Nicht weil wir besonders sensibel wären. Sondern weil wir jeden Tag damit arbeiten. Klimaschutz ist seit Jahren das beste Beispiel für einen Mechanismus, der uns als Gesellschaft immer wieder einholt: Wir schieben, was nicht sofort wehtut.
Die Rechnung kommt. Nur später. Und dann mit Zinsen.
Am 8. März denken wir an ein anderes Thema – und stellen fest: Es folgt exakt demselben Muster.
Gleichstellung tut nicht sofort weh, wenn sie hinten rüber fällt. Keine Sirenen, kein Systemausfall, keine Schlagzeile, die schreit: Achtung, hier geht gerade etwas verloren. Stattdessen das vertraute, gut gemeinte Vertrösten. Jetzt gerade nicht. Erst die Krise. Dann das andere. Das ist menschlich. Wir alle funktionieren so. Dringliches schlägt Wichtiges – jeden Tag, in jeder übervollen Agenda.
Aber es ist nicht weniger fatal.
Denn während wir verwalten, was laut schreit, erodiert leise, was keine Lobby für Dringlichkeit hat.

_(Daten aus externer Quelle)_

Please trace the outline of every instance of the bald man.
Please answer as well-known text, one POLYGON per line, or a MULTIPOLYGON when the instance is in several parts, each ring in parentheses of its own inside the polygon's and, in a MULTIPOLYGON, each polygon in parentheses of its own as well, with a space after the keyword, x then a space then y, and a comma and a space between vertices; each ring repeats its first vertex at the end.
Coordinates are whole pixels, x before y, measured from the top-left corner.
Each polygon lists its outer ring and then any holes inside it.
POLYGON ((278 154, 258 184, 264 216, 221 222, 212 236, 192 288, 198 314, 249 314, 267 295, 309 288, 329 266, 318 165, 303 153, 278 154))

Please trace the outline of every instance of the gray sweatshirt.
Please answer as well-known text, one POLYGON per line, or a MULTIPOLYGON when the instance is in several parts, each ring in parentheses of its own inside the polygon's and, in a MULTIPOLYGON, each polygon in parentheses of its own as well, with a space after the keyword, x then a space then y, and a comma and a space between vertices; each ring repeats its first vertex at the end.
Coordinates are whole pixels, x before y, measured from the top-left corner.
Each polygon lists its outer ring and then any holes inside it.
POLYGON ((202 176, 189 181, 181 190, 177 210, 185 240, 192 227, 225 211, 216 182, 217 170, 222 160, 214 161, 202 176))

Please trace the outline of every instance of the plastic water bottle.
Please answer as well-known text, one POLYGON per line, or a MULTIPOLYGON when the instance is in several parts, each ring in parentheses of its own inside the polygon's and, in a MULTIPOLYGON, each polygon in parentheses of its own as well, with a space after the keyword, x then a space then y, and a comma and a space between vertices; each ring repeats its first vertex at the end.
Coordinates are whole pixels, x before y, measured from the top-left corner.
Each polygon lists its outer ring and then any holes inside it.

Frauen weltweit wissen das. Sie warten nicht seit gestern. Sie warten seit Generationen. Und jedes Mal, wenn die Welt lauter wird, wird ihre Wartezeit länger.
Beim Klimawandel trifft die Rechnung uns alle. Das ist der große Gleichmacher – irgendwann, irgendwie, überall.
Bei Gleichstellung ist das anders. Was Frauen fehlt, hat jemand. Was Frauen nicht entscheiden dürfen, entscheidet jemand anderes. Was Frauen nicht verdienen, landet woanders.
Das ist kein Naturgesetz. Es ist eine Wahl. Jeden Tag neu.